¿Cómo cuidar la piel sensible?

El cuidado de la piel es transversal, no importa que tipo de piel tengamos, siempre es importante buscar los productos que sean más adecuados para así dar una solución eficaz y concreta, sin embargo, para las pieles sensibles, no solo es importante buscar productos que solucionen problemas específicos, si no que también es fundamental encontrar productos que resulten aptos y no dañen o generen reacciones graves.

La piel sensible reacciona más fuerte que otros tipos de piel a factores externos tales como el sol, el frío, la contaminación, la sequedad o el uso de productos inadecuado, así que a continuación, te dejamos algunos tips y consejos que son necesarios considerar si deseas que tu piel sensible no sufra problemas y complicaciones

1) ¡Protégete del sol!

Evita siempre la radiación solar, usar protectores solares para piel sensible recomendados dermatológicamente. La piel sensible es susceptible a la radiación UV. Así que debes aplicar protección a tu piel día a día. Para zonas especialmente sensibles, como el rostro, el cuello y la parte superior del pecho, deberías utilizar un factor de protección solar a partir de 50.

    2) Los productos adecuados

    Debes elegir productos con ciertas condiciones, por ejemplo,  en su composición no deben tener perfumes, alcohol, ni conservantes, para que así el equilibrio natural de tu piel no se vea afectado.

    3) Hidratar

    La hidratación es importante si deseas mejorar el aspecto de tu piel y mantener su bienestar general. Es ideal hacerlo tanto de mañana como de noche, especialmente durante las épocas más calurosas. Si puedes, intenta elegir productos que puedan crear barreras de protección y retención de la humedad por más tiempo, para que durante el día tu piel no se deshidrate ni sufra daños asociados a ello.

    4)  Situaciones ambientales

    Tanto el frío como el calor en sus facetas más extremas, afectan inevitablemente a las pieles sensibles. En épocas de mucho frío debes procurar fortalecer los cuidados, hidradatando y utilizando protección solar de manera constante. Además, si estás en ambientes con calefacción, es necesario contrarrestar la sequedad que esto genera, por lo que es sumamente recomendable utilizar humificadores. Durante el verano en cambio, debes aplicar protección solar de igual forma y utilizar idealmente una crema hidratante que te entregue un alto nivel de hidratación y que además pueda refrescar tu piel, junto con esto, es ideal beber mucha agua. 

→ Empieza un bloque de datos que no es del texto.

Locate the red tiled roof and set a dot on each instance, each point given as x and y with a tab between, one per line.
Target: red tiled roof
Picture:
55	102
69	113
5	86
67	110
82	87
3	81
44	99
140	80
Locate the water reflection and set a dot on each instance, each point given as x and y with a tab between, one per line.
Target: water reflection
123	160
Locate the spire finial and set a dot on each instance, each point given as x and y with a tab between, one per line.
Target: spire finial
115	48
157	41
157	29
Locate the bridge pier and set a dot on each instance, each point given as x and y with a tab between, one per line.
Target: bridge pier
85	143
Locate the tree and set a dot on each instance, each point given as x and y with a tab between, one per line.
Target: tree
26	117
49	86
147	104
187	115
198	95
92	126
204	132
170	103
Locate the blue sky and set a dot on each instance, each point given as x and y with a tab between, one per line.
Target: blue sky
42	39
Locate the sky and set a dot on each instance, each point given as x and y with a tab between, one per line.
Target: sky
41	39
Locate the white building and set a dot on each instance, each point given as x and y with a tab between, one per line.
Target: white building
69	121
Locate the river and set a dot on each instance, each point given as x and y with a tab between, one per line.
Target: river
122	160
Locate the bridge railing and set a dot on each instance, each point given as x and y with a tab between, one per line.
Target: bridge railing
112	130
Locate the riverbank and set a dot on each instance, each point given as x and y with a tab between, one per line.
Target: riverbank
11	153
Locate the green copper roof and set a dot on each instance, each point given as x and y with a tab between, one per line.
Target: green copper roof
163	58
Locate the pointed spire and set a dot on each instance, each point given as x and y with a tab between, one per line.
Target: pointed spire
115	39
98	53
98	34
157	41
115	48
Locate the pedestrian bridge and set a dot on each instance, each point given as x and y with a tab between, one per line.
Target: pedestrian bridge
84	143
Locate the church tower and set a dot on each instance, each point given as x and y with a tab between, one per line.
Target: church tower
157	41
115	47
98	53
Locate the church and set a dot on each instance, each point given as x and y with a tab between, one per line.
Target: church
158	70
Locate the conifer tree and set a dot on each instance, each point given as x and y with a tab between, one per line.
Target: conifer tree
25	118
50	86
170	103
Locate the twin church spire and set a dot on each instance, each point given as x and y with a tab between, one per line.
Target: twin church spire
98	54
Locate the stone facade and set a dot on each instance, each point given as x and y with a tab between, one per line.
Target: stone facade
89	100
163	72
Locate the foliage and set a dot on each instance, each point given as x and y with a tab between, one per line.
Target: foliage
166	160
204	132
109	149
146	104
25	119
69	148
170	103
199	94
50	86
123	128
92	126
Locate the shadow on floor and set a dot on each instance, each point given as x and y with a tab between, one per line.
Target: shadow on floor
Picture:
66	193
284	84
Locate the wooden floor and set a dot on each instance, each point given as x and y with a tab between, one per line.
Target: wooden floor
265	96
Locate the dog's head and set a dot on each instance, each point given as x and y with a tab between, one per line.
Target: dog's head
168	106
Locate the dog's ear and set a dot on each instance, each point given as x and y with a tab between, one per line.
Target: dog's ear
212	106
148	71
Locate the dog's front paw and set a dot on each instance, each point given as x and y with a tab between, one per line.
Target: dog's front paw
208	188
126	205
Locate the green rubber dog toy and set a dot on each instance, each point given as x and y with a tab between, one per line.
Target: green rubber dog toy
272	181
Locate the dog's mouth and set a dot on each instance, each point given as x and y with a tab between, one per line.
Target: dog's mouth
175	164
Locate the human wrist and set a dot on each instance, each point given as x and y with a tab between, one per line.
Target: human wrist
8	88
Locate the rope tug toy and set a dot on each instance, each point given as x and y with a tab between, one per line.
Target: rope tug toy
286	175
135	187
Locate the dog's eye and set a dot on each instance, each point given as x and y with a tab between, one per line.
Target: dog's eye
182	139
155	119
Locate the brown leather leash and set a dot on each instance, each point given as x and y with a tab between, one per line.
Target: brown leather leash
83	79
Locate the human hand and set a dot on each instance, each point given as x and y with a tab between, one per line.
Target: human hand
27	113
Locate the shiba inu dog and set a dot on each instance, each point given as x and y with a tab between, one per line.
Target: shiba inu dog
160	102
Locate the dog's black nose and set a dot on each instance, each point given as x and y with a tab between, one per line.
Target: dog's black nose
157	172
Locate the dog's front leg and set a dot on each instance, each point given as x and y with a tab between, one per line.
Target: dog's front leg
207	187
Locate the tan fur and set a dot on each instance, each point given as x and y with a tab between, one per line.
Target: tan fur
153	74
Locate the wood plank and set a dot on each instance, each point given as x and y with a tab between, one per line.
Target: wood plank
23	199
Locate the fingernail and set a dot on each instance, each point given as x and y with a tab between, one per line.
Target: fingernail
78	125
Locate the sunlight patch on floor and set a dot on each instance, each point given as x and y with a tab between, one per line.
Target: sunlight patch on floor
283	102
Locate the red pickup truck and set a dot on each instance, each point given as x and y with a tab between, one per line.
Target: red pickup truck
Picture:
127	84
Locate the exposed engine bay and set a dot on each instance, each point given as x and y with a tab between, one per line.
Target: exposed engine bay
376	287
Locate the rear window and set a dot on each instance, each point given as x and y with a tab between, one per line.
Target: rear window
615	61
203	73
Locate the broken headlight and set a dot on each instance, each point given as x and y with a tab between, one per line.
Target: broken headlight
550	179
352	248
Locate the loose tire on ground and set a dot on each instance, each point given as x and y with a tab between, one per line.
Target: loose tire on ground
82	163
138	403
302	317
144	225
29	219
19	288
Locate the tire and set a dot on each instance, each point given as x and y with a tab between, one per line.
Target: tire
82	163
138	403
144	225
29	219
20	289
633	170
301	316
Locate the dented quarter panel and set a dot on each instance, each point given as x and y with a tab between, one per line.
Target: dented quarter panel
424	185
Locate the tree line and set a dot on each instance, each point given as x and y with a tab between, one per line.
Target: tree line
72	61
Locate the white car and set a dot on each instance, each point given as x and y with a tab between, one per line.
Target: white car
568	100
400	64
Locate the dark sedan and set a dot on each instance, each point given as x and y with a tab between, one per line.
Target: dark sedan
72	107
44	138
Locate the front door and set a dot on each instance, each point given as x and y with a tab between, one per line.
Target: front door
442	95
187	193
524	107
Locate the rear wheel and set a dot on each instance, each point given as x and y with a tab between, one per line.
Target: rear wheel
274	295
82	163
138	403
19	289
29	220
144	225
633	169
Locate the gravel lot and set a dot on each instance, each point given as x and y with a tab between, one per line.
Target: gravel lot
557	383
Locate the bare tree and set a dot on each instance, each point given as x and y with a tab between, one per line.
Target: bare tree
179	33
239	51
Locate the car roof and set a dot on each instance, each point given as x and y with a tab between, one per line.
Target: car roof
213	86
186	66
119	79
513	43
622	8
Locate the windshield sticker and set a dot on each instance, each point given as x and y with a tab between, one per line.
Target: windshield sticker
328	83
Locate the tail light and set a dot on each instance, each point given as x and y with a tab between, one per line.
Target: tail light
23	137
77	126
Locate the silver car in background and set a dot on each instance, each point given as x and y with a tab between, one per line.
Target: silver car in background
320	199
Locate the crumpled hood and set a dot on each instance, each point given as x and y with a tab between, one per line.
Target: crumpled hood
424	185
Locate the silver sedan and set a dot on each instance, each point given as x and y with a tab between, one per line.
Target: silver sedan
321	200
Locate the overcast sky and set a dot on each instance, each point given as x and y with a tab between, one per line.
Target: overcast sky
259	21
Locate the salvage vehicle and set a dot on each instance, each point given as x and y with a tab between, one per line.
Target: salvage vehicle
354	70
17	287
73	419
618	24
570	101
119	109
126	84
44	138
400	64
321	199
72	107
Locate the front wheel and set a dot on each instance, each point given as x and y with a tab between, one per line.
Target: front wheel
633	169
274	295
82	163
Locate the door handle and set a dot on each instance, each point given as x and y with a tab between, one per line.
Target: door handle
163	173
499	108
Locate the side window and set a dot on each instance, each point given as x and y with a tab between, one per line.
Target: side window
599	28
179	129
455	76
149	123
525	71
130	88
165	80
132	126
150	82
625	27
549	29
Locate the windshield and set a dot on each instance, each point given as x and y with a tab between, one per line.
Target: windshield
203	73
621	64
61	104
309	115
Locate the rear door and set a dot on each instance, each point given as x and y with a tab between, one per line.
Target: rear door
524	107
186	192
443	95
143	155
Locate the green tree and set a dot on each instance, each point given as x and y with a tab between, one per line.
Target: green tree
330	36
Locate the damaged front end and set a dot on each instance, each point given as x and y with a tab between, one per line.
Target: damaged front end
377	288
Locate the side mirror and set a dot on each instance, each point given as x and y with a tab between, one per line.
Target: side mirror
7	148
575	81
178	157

    5) Situaciones de estrés y fatiga

    Los procesos internos que vive nuestra mente y nuestro cuerpo, se ven reflejados siempre en nuestra piel. De hecho, la piel sensible reacciona ante situaciones de estrés y de fatiga con brotes y erupciones, así que nuestro consejo es que si tu piel es sensible, debes tratar en la medida de lo posible evitar todas estas situaciones, para que así la piel no interiorice estos cambios drásticos y no se generen consecuencias que pueden perdurar durante días.

    6)  Limpieza y exfoliación

    Es vital que selecciones productos que respeten el equilibrio natural de la piel, sin alterarla y eliminado todo rastro de suciedad y de maquillaje pero de forma suave.  En cuanto a la exfoliación, debe hacerse una vez por semana como máximo, ya que de lo contrario nuestra piel podría sufrir pequeñas heridas internas que terminen en enrojecimientos y ardor.

    7) Ácido Glicolico

    Si tienes la piel sensible, debes ser cuidadosa al momento de utilizar este tipo de componentes en tu rutina de cuidado.  Este ácido forma parte de un grupo de ácidos provenientes de productos naturales como la uva, la manzana, la naranja y la caña azúcar. De todos estos ácidos, el glicólico es el de menor peso molecular, lo que le permite llegar a las capas profundas de la piel y trabajar desde el interior, sin embargo para pieles sensibles puede resultar abrasivo, en su lugar,  utiliza los ácidos del grupo pHA (el ácido lactobiónico o la gluconolactona). Tienen las mismas características que el ácido glicólico pero son más suaves para la piel, no causan ninguna irritación, sequedad, enrojecimiento o picor

    8) Cuida ahora, previene para después

    Cuando se cuida la piel sensible con tratamientos adecuados, se refuerza la barrera hidrolipídica, se mejoran las defensas, y, con ello, se potencia la resistencia a las agresiones externas y se reduce la irritabilidad, lo que constituye un cuidado precautorio de la piel no sólo de forma inmediata, sino también de cara al futuro.